I assume FreeBSD can run the generic program, rather than the port.


----------



## KBK (May 15, 2019)

youtube-dl is a python script executable: binary data
Download the latest from https://youtube-dl.org/downloads/latest/
Untar: 
$ tar xzvf youtube-dl-2019.05.11.tar.gz
Run: 
$ python2.7 ~/youtube-dl/youtube-dl -f m4a https://...
Update:
$ python2.7 ~/youtube-dl/youtube-dl -U


----------



## Minbari (May 15, 2019)

NapoleonWils0n said:


> The youtube-dl pkg is not working with youtube due to changes Google made at the beginning of May
> 
> The youtube-dl pkg version is 2019.01.30.1,
> the latest version is from 2019.05.11 which includes the fix for the changes made by Google to youtube
> ...


The ports version it's 2019.04.24, so why don't you build your own package from that port ( make package)?


----------



## SirDice (May 15, 2019)

Or simply switch to the latest package repository.


----------



## NapoleonWils0n (May 15, 2019)

Minbari said:


> The ports version it's 2019.04.24, so why don't you build your own package from that port ( make package)?


Because the changes Google made were at the beginning of May,
and last time i checked April is before May


----------



## SirDice (May 15, 2019)

Send an email to the port's maintainer and politely ask him/her if they're already working on updating it. As long as the port hasn't been updated there won't be an updated package either.


----------



## NapoleonWils0n (May 15, 2019)

SirDice said:


> Send an email to the port's maintainer and politely ask him/her if they're already working on updating it. As long as the port hasn't been updated there won't be an updated package either.

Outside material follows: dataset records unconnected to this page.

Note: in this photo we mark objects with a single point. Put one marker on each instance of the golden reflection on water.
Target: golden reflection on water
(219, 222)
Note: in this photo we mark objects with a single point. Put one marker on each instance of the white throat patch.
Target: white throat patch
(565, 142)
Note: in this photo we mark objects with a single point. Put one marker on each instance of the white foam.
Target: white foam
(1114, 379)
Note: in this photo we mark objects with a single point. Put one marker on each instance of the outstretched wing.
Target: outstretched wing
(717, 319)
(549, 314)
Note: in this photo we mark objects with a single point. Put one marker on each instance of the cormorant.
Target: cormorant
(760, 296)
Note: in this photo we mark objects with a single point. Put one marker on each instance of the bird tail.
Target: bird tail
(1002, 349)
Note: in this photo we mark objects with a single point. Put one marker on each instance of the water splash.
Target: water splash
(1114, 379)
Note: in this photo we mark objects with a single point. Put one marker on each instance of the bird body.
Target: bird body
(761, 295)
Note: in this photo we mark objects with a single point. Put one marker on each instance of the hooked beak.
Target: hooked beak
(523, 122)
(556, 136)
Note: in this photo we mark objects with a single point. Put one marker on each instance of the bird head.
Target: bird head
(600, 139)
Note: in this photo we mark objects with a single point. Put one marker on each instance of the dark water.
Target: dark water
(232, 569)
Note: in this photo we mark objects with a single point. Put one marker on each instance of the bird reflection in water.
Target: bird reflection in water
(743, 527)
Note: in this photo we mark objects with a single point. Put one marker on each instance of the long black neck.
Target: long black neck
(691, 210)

Thanks SirDice i thought that might be the case


----------



## Minbari (May 15, 2019)

NapoleonWils0n said:


> Because the changes Google made were at the beginning of May,
> and last time i checked April is before May


I have the April version installed from ports and it's working and if the maintainer doesn't have the time to update the port to a newer version or it's form another time zone, then I'm updating the local port (just modify a few things in the Makefile), then rebuild the port and www/youtube_dl works again. It's not that difficult. Free and open sources it's not for lazy people.


----------



## SirDice (May 15, 2019)

You can create a PR for it and add the patch there, most maintainers will appreciate the help. All the maintainer has to do is verify it and if it's correct accept the change, ports management will then apply it. Once the port has been updated the packages will follow shortly after. 

Note however that this would probably only  be applied to the latest packages, I'm not sure if the change is valid to be applied to the quarterly ports/package branches.


----------



## NapoleonWils0n (May 16, 2019)

The issue also affects mpv player which use youtube-dl in the backend to play youtube videos

This is the error message that mpv displays when trying to play a youtube video

"token" parameter not in video info for unknown reason

Just a heads up in case anyone else had the same issue


----------